Taking a look at the distribution of the integer log declared values in those new constructions.

df_point = permit_KDE[['long','lat','w_col']]
df_point.shape
(3801, 3)
geometry = [Point(xy) for xy in zip(df_point.long, df_point.lat)]
crs = {'init':'epsg:2805'}
geo_df_point = GeoDataFrame(df_point,geometry = geometry,crs = crs)
_,ax = plt.subplots(1, figsize=(15,15))
ax = creat_base_map(geo_df_point,ax)
gplt.kdeplot(geo_df_point,n_levels=25,ax=ax,shade = True,cmap='Reds',alpha = 0.6)
plt.setp(ax.get_xticklabels(), visible=False)
plt.setp(ax.get_yticklabels(), visible=False)
ax.tick_params(axis='both', which='both', length=0)
plt.show()

As expected, there are big pockets of build-ups in Seaport, North Dorchester, South JP, West Roxbury, and surprisingly, a big of build up in Back Bay / South End. This gives us a sense of where the developments are happening since the sheer number of constructions can drive up property price too.

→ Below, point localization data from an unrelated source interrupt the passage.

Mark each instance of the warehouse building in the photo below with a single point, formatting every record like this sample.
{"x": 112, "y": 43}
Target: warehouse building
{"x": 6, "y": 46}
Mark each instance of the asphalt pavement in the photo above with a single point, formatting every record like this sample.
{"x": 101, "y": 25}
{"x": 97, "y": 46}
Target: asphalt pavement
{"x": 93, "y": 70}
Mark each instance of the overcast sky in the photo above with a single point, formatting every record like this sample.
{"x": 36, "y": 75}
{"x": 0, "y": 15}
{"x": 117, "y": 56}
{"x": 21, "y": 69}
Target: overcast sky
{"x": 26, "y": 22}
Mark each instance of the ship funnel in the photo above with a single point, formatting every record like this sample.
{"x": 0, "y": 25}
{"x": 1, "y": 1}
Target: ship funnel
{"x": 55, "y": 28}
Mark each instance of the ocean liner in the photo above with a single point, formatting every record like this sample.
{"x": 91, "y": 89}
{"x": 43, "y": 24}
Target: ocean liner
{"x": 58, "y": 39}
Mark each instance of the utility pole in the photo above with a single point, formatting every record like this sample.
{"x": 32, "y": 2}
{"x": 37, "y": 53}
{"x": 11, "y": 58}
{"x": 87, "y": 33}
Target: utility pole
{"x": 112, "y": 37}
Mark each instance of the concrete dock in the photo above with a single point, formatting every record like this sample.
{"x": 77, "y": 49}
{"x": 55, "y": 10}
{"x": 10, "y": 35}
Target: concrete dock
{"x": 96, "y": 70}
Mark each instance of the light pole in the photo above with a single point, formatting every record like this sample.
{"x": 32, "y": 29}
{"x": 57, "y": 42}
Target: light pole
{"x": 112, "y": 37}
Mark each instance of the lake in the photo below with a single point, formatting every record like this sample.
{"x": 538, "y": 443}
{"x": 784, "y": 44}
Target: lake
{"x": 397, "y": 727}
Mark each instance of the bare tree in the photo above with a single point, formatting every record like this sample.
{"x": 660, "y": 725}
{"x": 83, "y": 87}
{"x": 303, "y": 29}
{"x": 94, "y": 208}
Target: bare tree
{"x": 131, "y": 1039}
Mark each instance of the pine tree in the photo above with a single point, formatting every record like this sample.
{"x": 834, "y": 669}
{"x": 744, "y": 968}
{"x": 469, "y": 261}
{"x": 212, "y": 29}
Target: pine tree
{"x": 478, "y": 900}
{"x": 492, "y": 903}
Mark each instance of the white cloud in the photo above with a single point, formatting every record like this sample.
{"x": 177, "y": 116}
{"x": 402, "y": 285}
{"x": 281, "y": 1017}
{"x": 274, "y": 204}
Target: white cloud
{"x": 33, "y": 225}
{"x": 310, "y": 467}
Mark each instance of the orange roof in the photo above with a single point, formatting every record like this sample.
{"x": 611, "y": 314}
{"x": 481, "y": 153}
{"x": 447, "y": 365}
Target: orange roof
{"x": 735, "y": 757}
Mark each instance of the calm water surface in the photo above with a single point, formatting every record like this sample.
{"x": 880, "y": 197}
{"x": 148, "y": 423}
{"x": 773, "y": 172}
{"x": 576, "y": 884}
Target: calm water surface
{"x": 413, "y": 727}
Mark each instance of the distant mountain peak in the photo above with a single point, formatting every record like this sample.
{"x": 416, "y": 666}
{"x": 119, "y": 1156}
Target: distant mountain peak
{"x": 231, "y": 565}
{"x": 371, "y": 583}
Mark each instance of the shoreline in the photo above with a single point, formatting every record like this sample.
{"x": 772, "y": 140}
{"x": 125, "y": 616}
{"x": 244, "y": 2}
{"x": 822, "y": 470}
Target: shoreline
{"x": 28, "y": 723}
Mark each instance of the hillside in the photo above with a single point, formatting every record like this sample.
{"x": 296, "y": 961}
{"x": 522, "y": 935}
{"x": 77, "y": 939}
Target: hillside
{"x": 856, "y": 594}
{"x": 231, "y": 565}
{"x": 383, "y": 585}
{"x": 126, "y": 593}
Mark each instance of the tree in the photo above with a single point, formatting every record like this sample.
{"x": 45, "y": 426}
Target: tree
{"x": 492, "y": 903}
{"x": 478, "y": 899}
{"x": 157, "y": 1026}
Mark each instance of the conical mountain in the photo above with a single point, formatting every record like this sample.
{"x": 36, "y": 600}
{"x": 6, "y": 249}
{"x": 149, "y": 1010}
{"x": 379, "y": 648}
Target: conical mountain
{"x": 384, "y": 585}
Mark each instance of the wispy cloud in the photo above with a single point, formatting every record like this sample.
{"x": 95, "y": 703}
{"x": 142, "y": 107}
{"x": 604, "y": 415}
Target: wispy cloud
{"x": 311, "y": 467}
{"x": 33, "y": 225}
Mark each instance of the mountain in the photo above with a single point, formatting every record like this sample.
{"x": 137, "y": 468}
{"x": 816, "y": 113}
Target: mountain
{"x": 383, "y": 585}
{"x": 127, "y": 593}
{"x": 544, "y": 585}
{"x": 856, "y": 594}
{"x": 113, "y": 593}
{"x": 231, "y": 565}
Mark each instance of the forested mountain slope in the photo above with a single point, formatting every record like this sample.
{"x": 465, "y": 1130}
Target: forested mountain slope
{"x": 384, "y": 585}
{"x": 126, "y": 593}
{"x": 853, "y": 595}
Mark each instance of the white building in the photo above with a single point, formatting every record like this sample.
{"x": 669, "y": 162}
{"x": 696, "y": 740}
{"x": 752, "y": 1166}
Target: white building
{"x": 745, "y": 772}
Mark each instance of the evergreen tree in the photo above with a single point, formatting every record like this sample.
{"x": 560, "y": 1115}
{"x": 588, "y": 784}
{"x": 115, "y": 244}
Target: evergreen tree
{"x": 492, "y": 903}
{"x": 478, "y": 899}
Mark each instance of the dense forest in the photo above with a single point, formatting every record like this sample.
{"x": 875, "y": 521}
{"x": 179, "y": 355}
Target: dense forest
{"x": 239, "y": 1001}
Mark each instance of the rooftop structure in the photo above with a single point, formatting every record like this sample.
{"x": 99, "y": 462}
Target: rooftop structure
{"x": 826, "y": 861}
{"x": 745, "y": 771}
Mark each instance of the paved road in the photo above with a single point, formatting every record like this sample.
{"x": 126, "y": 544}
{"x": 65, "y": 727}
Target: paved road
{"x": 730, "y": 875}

New construction density weighted by declared valuation

def weighted_points(geo_df, w_col = 'w_col',print_n = False):
    weighted_points = pd.DataFrame({'lat':[],'long':[]})
    for index,i in geo_df.iterrows():
        n = int(i[w_col])
        new_df = pd.DataFrame({'lat':[i.lat]*n,'long':[i.long]*n})
        weighted_points = pd.concat([weighted_points,new_df],axis = 0)
        if (index % 500 == 0) and print_n:
            print('{} done'.format(index))
    return weighted_points
df_point_weighted = weighted_points(df_point.reindex())
geometry = [Point(xy) for xy in zip(df_point_weighted.long, permit_clean.lat)]
crs = {'init':'epsg:2805'}
geo_df_point_weighted = GeoDataFrame(df_point_weighted,geometry = geometry,crs = crs)
import geoplot as gplt


_,ax = plt.subplots(1, figsize=(15,15))

ax = creat_base_map(geo_df_point,ax)
gplt.kdeplot(geo_df_point_weighted,n_levels=25,ax=ax,shade = True,cmap='Blues',alpha = 0.6)
plt.setp(ax.get_xticklabels(), visible=False)
plt.setp(ax.get_yticklabels(), visible=False)
ax.tick_params(axis='both', which='both', length=0)
plt.show()

Here we see when weighted by declared valuation, downtown / Seaport area certainly overshadows the rest of the city. There high value band spans west to Fenway and south to Southie / North Dorchester.

These maps are subjected to boundary effects, hence are more likely to show high density / value in the central areas. Nevertheless, the provide another angle to investigate where developments are happening and money are flowing.